Although I was late to the appointment, getting intentionally lost between hospital corridors and, childishly, taking the wrong bus, the gynaecologist did not shout at me – although I had, suddenly experiencing all those unwarranted but internalised feelings of embarrassment bestowed upon the young woman who has admitted to being a woman, expected her to. Shame hangs like humidity in rooms in which you will soon remove your pants. She asked about my menstrual cycle. I asked her whether a light or heavy period was better. She laughed at this, interrogating my toxic inner urge to be physically defined as good or bad. Indeed, to go through these details so seriously and to have someone take them down in a notebook was a comfortingly dissociative process – reminding me that I have a body, as do you, and its appearance and behaviours need not infringe on my sense of self. I realised that I had probably never considered the actual details of my periods – just felt the sharp fear of bleeding onto sheets or skirts or the embarrassment, as someone whose eating disordered pride in ever having succeeded at developing secondary amenorrhea persists, that they happened at all.

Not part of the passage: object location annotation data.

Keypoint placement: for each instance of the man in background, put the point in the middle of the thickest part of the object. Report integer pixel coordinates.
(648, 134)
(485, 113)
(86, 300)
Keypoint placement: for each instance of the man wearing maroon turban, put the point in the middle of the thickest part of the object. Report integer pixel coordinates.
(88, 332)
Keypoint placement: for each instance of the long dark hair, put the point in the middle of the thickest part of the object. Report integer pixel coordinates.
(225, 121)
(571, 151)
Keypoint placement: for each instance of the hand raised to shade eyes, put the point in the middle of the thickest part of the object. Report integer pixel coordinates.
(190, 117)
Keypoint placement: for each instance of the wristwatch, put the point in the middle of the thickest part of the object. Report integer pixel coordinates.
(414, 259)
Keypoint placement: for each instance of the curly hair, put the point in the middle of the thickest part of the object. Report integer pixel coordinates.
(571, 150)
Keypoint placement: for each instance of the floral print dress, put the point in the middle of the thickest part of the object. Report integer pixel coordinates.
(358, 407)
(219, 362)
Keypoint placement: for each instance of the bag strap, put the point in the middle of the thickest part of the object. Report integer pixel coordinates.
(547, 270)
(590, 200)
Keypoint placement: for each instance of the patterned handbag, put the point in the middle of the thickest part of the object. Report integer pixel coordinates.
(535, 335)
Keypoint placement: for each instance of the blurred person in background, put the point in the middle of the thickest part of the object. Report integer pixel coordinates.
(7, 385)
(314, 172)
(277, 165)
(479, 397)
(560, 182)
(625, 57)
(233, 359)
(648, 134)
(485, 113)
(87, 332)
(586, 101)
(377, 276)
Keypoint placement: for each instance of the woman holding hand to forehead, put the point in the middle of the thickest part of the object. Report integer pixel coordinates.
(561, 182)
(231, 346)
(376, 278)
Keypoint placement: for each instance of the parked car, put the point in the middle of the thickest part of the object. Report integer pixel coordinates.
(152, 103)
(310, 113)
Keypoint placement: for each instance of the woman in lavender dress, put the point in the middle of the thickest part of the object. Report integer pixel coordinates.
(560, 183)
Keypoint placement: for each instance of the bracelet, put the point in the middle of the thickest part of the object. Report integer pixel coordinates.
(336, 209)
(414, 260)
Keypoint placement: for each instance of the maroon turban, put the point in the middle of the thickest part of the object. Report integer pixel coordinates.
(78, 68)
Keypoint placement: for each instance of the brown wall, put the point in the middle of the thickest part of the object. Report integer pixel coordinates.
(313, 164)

After the physical examination, I was assured that there were no growths or lumps or any otherwise dark creatures living inside me. But, she asked, had I been experiencing pain during intercourse? Unlike the earlier questions, I hesitated; why would one identify “pain” in an experience that I (wrongly) had assumed was necessarily characterised by a degree of discomfort? Drawing on a sheet of white card, she outlined a process of involuntary muscle spasms that might make this the case for me: vaginismus. It was curable, relatively common and, crucially, there. Even if I had identified painful sex as a problem, and looking back it is now obvious that it was, it had remained a subconscious thought. Sex, as it rationally turns out, need not be painful. She asked me why I had never wanted to tackle this before. I did not know I could, I said. I had not known if it was real pain.

When my friend collapsed in a restaurant bathroom, I was terrified. I asked her if I should call an ambulance. She said no, it was fine, it was just her period. But should a period make you collapse? To revisit my earlier insistence that the wider healthcare system needs to believe in people’s pain, I wonder whether some, gas-lit by a flawed system, have stopped believing themselves. Certainly, I had. I worry about the potential consequences of this act of self-silencing, of self-censorship. Pain is an indicator of physical distress and of danger. What happens when we stop allowing ourselves to admit to it? When we become, thus, unable to identify it? What happens when shame and/or dangerous third-party commentary interferes with our literal ability to feel?

I am cis and I am white, and I paid for a private appointment. My gynaecologist was experienced, professional and she seemed to understand why I might not have thought to inquire about this before, why I did not feel I could.

“Transgender people in Ireland sometimes have to wait up to five years for a healthcare appointment.

My visit to the gynaecologist was a positive experience. It interrupted the cycle of shame, guilt and paranoia that had infected me since puberty. But not everyone will find this, or even find an appointment. To (too briefly) note one glaring example: transgender people in Ireland sometimes have to wait up to five years for a healthcare appointment. A trans friend recently described to me the difficulty of communicating their experience to a cis-gendered medical practitioner. Issues of inclusivity, availability and funding all impede our ability to offer effective, compassionate healthcare. However, by continuing to encourage and amplify these discussions, we might cement the political and psychological notion that everyone is entitled to it.